Утилита может работать в одном из режимов:

  • -q, —query — запрос, получение информации;
  • -i, —install — установка;
  • -V, —verify — проверка пакетов;
  • -U, —upgrade — обновление;
  • -e, —erase — удаление.

Рассмотрим только самые интересные опции программы, которые понадобятся нам в этой статье:

  • -v — показать подробную информацию;
  • —vv — выводить отладочную информацию;
  • —quiet — выводить как можно меньше информации;
  • -h — выводить статус-бар;
  • —percent — выводить информацию в процентах о процессе распаковки;
  • —force — выполнять действие принудительно;
  • —nodeps — не проверять зависимости;
  • —replacefiles — заменять все старые файлы на новые без предупреждений;
  • -i — получить информацию о пакете;
  • -l — список файлов пакета;
  • -R — вывести пакеты, от которых зависит этот пакет;

Теперь, когда вы уже имеете представление как работать с этой утилитой, может быть рассмотрена установка rpm пакета в Linux. Самая простая команда установки будет выглядеть вот так:

sudo rpm -i имя_пакета.rpm

Для работы с командной текущей директорией должна быть папка с пакетом. Здесь мы устанавливаем режим установки и передаем файл пакета. При успешной установке утилита не выведет ничего, если произойдет ошибка, вы об этом узнаете.

Для того чтобы посмотреть более подробную информацию в процессе установки используйте опцию -v:

sudo rpm -iv имя_пакета.rpm

Также вы можете включить отображение статус бара в процессе установки:

sudo rpm -ivh имя_пакета.rpm

Чтобы проверить установлен ли пакет, нам уже нужно использовать режим запроса:

sudo rpm -q имя_пакета

Также сразу можно удалить пакет, если он не нужен:

sudo rpm -e имя_пакета

Но у rpm так же как и у dpkg, есть один существенный недостаток. Программа не может разрешать зависимости. В случае отсутствия нужного пакета в системе, вы просто получите сообщение об ошибке и пакет не установится.

Для автоматической загрузки зависимостей во время выполнения установки rpm linux нужно использовать пакетный менеджер дистрибутива.

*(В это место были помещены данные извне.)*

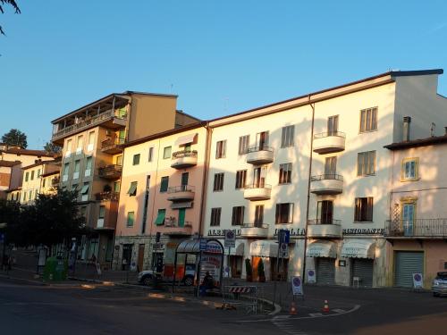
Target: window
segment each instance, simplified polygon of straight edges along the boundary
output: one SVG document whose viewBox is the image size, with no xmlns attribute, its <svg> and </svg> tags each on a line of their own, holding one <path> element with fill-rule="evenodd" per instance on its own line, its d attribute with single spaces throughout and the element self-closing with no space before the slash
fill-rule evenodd
<svg viewBox="0 0 447 335">
<path fill-rule="evenodd" d="M 244 209 L 245 207 L 243 205 L 232 207 L 232 226 L 240 226 L 244 223 Z"/>
<path fill-rule="evenodd" d="M 247 170 L 240 170 L 236 172 L 236 185 L 235 188 L 245 188 L 245 183 L 247 180 Z"/>
<path fill-rule="evenodd" d="M 327 136 L 336 135 L 338 132 L 338 115 L 327 118 Z"/>
<path fill-rule="evenodd" d="M 223 141 L 217 141 L 215 146 L 215 158 L 225 158 L 226 151 L 226 139 Z"/>
<path fill-rule="evenodd" d="M 126 227 L 133 227 L 134 222 L 135 222 L 135 212 L 127 212 Z"/>
<path fill-rule="evenodd" d="M 166 192 L 169 186 L 169 177 L 162 177 L 160 182 L 160 192 Z"/>
<path fill-rule="evenodd" d="M 157 226 L 164 224 L 164 217 L 166 216 L 165 209 L 159 209 L 158 214 L 156 214 L 156 224 Z"/>
<path fill-rule="evenodd" d="M 375 172 L 375 151 L 358 153 L 357 155 L 357 175 L 368 176 Z"/>
<path fill-rule="evenodd" d="M 100 205 L 99 206 L 99 215 L 98 215 L 98 218 L 99 219 L 104 219 L 105 216 L 105 205 Z"/>
<path fill-rule="evenodd" d="M 316 205 L 316 223 L 332 224 L 333 202 L 331 200 L 318 201 Z"/>
<path fill-rule="evenodd" d="M 154 147 L 149 147 L 149 155 L 148 157 L 148 162 L 152 162 L 154 158 Z"/>
<path fill-rule="evenodd" d="M 360 132 L 377 130 L 377 107 L 360 111 Z"/>
<path fill-rule="evenodd" d="M 402 160 L 402 180 L 416 180 L 418 179 L 418 158 L 404 158 Z"/>
<path fill-rule="evenodd" d="M 356 197 L 354 221 L 357 222 L 373 221 L 373 197 Z"/>
<path fill-rule="evenodd" d="M 249 135 L 245 135 L 239 138 L 239 155 L 244 155 L 249 152 Z"/>
<path fill-rule="evenodd" d="M 215 185 L 213 190 L 215 192 L 224 190 L 224 173 L 215 173 Z"/>
<path fill-rule="evenodd" d="M 131 182 L 131 186 L 129 187 L 129 190 L 127 191 L 129 197 L 135 197 L 137 195 L 137 185 L 138 181 Z"/>
<path fill-rule="evenodd" d="M 211 222 L 210 226 L 220 226 L 221 224 L 221 207 L 211 208 Z"/>
<path fill-rule="evenodd" d="M 171 147 L 166 147 L 164 149 L 163 149 L 163 159 L 171 158 Z"/>
<path fill-rule="evenodd" d="M 293 204 L 276 204 L 274 223 L 291 223 L 293 222 Z"/>
<path fill-rule="evenodd" d="M 295 126 L 283 127 L 281 132 L 281 147 L 292 147 L 293 137 L 295 136 Z"/>
<path fill-rule="evenodd" d="M 280 164 L 280 184 L 290 184 L 291 182 L 291 163 Z"/>
<path fill-rule="evenodd" d="M 133 155 L 132 165 L 139 164 L 139 154 L 136 154 Z"/>
</svg>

Рассмотрим несколько команд для самых популярных RPM дистрибутивов. В RedHat и других дистрибутивах, использующих Yum используйте такую команду:

sudo yum —nogpgcheck localinstall имя_пакета.rpm

Первая опция отключает проверку GPG ключа, а вторая говорит, что мы будем выполнять установку локального пакета. В Fedora, с помощью dnf все делается еще проще:

sudo dnf install имя_пакета.rpm

Пакетный менеджер Zypper и OpenSUSE справляются не хуже:

sudo zypper install имя_пакета.rpm

Вот так очень просто выполняется установка rpm с зависимостями. Но не всем нравится работать в консоли, многие новые пользователи хотят использовать графический интерфейс для решения всех задач, в том числе и этой. Дальше мы рассмотрим несколько таких утилит.

Установка RPM файла в GUI

Если вы используете OpenSUSE, то это делается очень просто. Универсальный конфигуратор системы YaST, кроме всего прочего позволяет установить rpm пакеты. Вы можете сделать это с помощью файлового менеджера, выбрав пункт контекстного меню для файла открыть с помощью Yast или выполнив команду:

yast2 -i имя_пакета.rpm

В Fedora для тех же целей вы можете использовать менеджер приложений дистрибутива. Раньше было еще несколько универсальных утилит для решения этой задачи, но сейчас они уже все устарели.

Выводы

Теперь вы знаете как выполняется установка rpm файла в Linux. На самом деле это очень просто и даже существует не только один способ, а целых несколько. Хотя графических утилит здесь немного меньше чем в Ubuntu. Но консольных утилит полностью хватает. Если у вас остались вопросы, спрашивайте в комментариях!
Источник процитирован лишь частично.